Wednesday 29 September 2010

Robert Campbell of Glen Lyon

In 2006, a succession of visitors to Scotland's National Portrait Gallery in Edinburgh, reported sudden bouts of nausea and dizziness. Assistants noticed that the attacks all occurred in the vicinity of David Scougall's portrait of Robert Campbell, fifth Laird of Glenlyon*, best remembered as the captain of the regiment responsible for the slaughter at Glencoe. The suspicion that some previously unsuspected power inherent within the canvas had caused the spate of illnesses was compounded by the insistence of one stricken tourist that Campbell's ashen features had subsequently appeared at her bedside. A delegation from the Ghost Society's Verification Department, excitedly pronounced the area "haunted"**, most probably by the guilty spirit of the infamous laird. "He feels genuinely misunderstood," said Valerie Cuthbert, failing to explain how he thought associating himself with sudden illness might repair his damaged reputation. "He wants people to realise that he wasn't responsible for what happened at Glencoe."

Cuthbert is partially correct: a Captain of Foot on a salary of eight shillings a day, Campbell would doubtless argue that he was merely following orders issued far from the desolate glen, most likely in London. One can only admire the cynical genius by which responsibility was deflected onto such a plausible cat's paw as Campbell. The grandson of Mad Colin, a brain damaged psychopath who once hanged thirty-six Macdonald raiders, his youth was marred by the sporadic terror of retribution. In 1645, the MacDonalds of Glencoe, accompanied by MacNabs and MacGregors, were responsible for a murderous raid into the Campbell heartland of Breadalbane. The next year, they repeated their depredations, taking advantage of a wedding at which the most prominent Campbells and their allies had drunk themselves into a state of near incapacity. This, co-incidentally, was the condition in which Robert spent much of his adult life.

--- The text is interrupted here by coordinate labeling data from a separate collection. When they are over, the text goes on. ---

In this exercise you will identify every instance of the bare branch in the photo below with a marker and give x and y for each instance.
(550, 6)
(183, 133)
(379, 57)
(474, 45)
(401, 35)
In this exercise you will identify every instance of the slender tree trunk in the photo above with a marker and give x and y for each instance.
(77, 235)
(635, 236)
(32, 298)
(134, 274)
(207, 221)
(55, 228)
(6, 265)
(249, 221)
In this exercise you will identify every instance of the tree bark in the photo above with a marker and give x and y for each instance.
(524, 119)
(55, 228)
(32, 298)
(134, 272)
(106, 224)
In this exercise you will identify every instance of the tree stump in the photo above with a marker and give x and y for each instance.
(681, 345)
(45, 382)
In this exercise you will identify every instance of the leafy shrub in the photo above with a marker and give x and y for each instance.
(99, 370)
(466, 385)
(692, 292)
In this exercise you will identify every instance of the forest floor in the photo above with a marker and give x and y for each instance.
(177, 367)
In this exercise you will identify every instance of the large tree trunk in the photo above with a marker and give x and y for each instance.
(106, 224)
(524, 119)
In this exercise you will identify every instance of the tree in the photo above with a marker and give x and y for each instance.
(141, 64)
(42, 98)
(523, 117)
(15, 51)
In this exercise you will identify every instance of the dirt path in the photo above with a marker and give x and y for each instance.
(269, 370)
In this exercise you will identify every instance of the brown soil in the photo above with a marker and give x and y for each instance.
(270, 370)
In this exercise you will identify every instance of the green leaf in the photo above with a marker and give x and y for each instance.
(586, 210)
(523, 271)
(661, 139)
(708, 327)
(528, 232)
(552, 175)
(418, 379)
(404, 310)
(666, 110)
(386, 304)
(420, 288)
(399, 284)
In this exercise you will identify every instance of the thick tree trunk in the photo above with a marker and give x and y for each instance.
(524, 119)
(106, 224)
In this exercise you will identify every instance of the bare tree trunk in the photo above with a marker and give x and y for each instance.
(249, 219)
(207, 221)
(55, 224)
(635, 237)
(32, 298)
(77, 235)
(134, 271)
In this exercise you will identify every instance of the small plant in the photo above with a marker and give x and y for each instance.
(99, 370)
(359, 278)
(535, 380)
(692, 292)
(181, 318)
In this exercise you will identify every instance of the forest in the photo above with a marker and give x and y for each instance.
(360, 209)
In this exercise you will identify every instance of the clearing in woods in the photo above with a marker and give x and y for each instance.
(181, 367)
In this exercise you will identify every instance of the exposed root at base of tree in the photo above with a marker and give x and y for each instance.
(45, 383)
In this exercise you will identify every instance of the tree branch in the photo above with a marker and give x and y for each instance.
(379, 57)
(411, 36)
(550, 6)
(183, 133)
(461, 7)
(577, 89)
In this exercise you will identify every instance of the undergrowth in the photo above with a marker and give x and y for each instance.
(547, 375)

Typical of dissolute young men, shocked by the sudden realisation of middle-age, Campbell was fifty before he married. The next decade was punctuated by a succession of ignominies, each providing a red flag en route to the culminative horror at Glencoe. Having squandered his inheritance, he was compelled to lease Glen Lyon's fir woods to a company of lowland merchants. Prompted, perhaps, by the chastening spirits of his ancestors, he subsequently raided his tenants' mills, menacing their employees and stealing their equipment. Threatened with Letters of Fire and Sword, he was compelled to sign a bond, effectively ceding the management of his affairs to the Earls of Argyll and Caithness. The death of Argyll five years later released him from his obligation and he resumed his demented accumulation of debt, selling his family's assets until only Chesthill remained. This property, inherited from his wife, was raided by MacDonalds returning to Glencoe from the Jacobite triumph at Killiecrankie. In desperation, Campbell was reduced to reiving cattle from Strathfillan and, finally, accepting a commission in the regiment of the Argyll Regiment. At sixty years old, then, the Laird of Glen Lyon became a mere captain of Foot. His debasement was almost complete.

*Campbell stares self-consciously from Scougall's portrait as if anticipating the judgement of posterity. The artist does him few favours: the golden curls cascading on either side of his face create a sinister contrast to the singular irregularity of its features. The prissily compressed lips and flushed cheeks combine to indicate weakness, disippation and a capacity for cruelty. Even his dark armour creates the impression of some scuttling insect. Decades before Glencoe, Scougall sensed the imminence of Campbell's eternal disgrace.

** Museum assistants have suggested that the phenomena may have less to do with Campbell's ghost than chemicals used in a recent refurbishment.